You have to carefully fold the page, then you have to make the cover, then you have to bind the book cover to the pages, then grab a  HAMMER and hit the cover to the pages so it stays flat, and close to the book. But on the bright side of things, I sold a book to a wealthy young man! For 23$! The one he got was a nice leather covered one. It’s always a back-breaking day for me, but making the book’s are worth it all! You may end up getting the money i got! Today was payday, and i got 16$ full dollars! Add 23$ and 16$ together, it’s 39$ full dollars! I got a-lot of money for working hard. So, me working hard and basically breaking my back, was all worth it! The next day may be even harder than last, but the thing is you need a-lot of patience to have this job, patience and creativity, because of what i said before, you have to carefully fold the pages, make the cover, bind them together, then grab a hammer and hit the cover against the pages so it stays flat. It’s the next day at work, more back-breaking than the last as i said, I sold a book this time to a not wealthy, but poor man, he gave me 10$ witch isn’t a lot at all! Not compared to the wealthy young man. I don’t have much money, i need to start making better books to attract the wealthy. It’s been a few days after, and i made at least 2 leather books!
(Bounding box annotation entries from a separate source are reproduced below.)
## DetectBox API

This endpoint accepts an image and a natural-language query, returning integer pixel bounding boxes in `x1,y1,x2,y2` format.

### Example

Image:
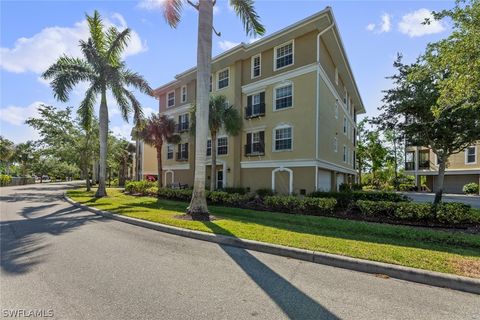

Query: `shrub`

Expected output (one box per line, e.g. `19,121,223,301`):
356,200,395,218
463,182,479,194
255,188,275,198
394,202,435,221
436,202,476,224
0,174,12,187
125,180,156,194
263,196,337,215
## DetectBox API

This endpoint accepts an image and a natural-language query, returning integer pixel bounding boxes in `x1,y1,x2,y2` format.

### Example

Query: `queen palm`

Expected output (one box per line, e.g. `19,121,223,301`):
140,113,180,189
163,0,265,220
191,95,242,190
42,11,152,197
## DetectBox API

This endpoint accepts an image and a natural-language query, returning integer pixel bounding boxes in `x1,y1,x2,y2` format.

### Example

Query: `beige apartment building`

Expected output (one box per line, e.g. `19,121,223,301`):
143,7,365,194
405,141,480,193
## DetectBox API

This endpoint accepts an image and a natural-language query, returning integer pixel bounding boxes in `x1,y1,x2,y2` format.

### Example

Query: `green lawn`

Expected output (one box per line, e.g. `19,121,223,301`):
68,189,480,278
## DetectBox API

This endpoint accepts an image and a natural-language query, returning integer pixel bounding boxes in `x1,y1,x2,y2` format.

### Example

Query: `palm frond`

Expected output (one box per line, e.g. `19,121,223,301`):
86,10,105,54
163,0,183,28
230,0,265,36
77,84,98,131
107,27,131,64
42,56,95,102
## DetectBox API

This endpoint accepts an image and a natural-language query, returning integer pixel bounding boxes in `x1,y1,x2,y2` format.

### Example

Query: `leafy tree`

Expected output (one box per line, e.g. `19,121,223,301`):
0,136,15,175
140,113,180,188
43,11,152,197
190,95,243,190
163,0,265,220
380,56,480,204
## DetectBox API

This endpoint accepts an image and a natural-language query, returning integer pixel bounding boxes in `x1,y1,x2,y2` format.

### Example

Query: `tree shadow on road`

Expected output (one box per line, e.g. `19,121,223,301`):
204,222,340,320
0,205,105,274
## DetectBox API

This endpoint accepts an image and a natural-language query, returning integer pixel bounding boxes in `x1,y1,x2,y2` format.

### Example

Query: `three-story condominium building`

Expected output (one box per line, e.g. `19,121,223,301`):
143,7,365,194
405,141,480,193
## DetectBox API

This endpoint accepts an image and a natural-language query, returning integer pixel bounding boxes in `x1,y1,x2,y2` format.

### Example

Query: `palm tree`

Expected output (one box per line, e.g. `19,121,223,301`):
141,113,180,189
190,95,242,190
0,136,15,175
163,0,265,220
42,11,152,197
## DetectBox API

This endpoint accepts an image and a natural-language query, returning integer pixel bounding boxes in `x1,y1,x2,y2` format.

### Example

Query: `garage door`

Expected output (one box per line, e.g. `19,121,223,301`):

I’m working on my 3rd one right now.

*Now, being myself, a 11 year old, you can see, being a bookbinder wasn’t easy.. they had lots of work to do, making money, and making the books, it was really hard for them, espically with the fact that they don’t get payed much by their boss.*

Colonial Leaders

Who is Mary Dyer?

1: Mary was a colonial American Puritan turned Quaker.
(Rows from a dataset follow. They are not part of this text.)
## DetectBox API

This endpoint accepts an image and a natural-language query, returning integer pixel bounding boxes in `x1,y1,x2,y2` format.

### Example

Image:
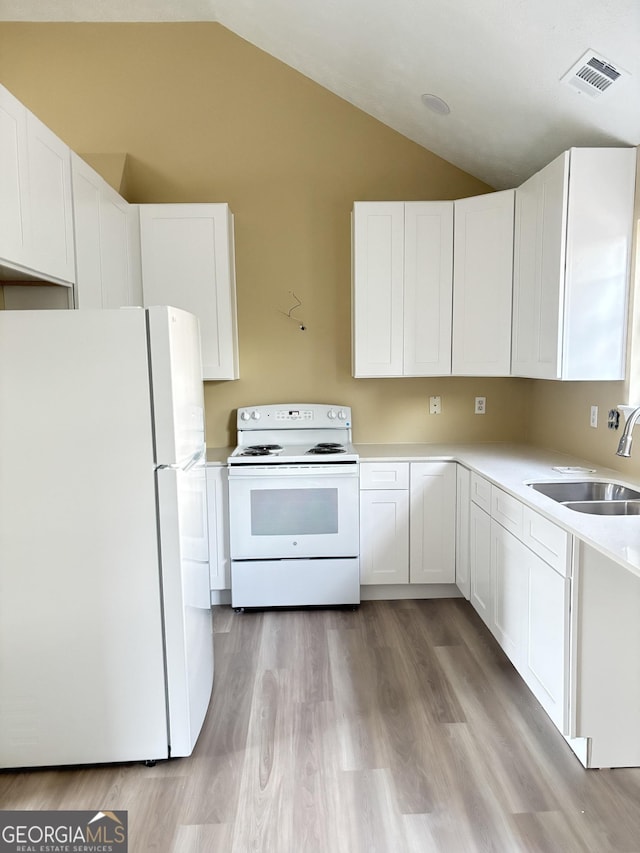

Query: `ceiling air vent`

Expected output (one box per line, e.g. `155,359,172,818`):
560,50,627,98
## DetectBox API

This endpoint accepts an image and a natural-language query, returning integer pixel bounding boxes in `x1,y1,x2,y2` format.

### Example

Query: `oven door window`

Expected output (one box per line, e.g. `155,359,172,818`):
251,488,338,536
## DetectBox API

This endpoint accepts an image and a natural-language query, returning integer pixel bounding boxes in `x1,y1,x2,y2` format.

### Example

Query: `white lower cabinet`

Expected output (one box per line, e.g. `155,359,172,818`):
360,462,409,584
207,465,231,590
409,462,456,583
469,502,493,625
520,552,571,734
570,542,640,767
360,462,456,584
360,489,409,584
489,519,527,671
469,475,572,734
456,465,471,601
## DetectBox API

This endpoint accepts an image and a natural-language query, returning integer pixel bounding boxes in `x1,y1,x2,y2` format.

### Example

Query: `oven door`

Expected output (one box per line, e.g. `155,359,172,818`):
229,464,359,560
2: Mary is one who practices or preaches a strict moral/spirtual code.

3: She is an important person because she is one of the four executed quakers.

4: One of Mary Dyer’s famous quotes are within these sentences  “Mary Dyer, you shall go from hence to the place from whence you came, and from thence to the place of execution, and there be hanged till you be dead.” She replied, “The will of the Lord be done.”

5: Born in England, Mary Dyer challenged the religious persecution of Quakers in the American colonies in the 1600’s a challenge she paid for with her life. She and her husband, William Dyer, emigrated to Massachusetts in 1635. She sympathized with Anne Hutchinson’s religious views and moved to Rhode Island in 1638.

6: The four Quakers who were hanged, including Mary Dyer, actually chose to die, rather than agree to permanent exile from Massachusetts and their preaching and religious support there.  They were given the opportunity to leave—and live—and chose instead to take a stand for liberty of conscience in the hope that their deaths would be so shocking that the persecution would end. They were hanged for civil disobedience. Mary Dyer’s letter to the Boston magistrates shows that she was opposed to their “bloody” laws of religious intolerance and persecution, and that she rejected their conditional offer of release.

7: Mary Dyers last words were:

“Nay, I came to keep bloodguiltiness from you, desireing you to repeal the unrighteous and unjust law made against the innocent servants of the Lord. Nay, man, I am not now to repent.”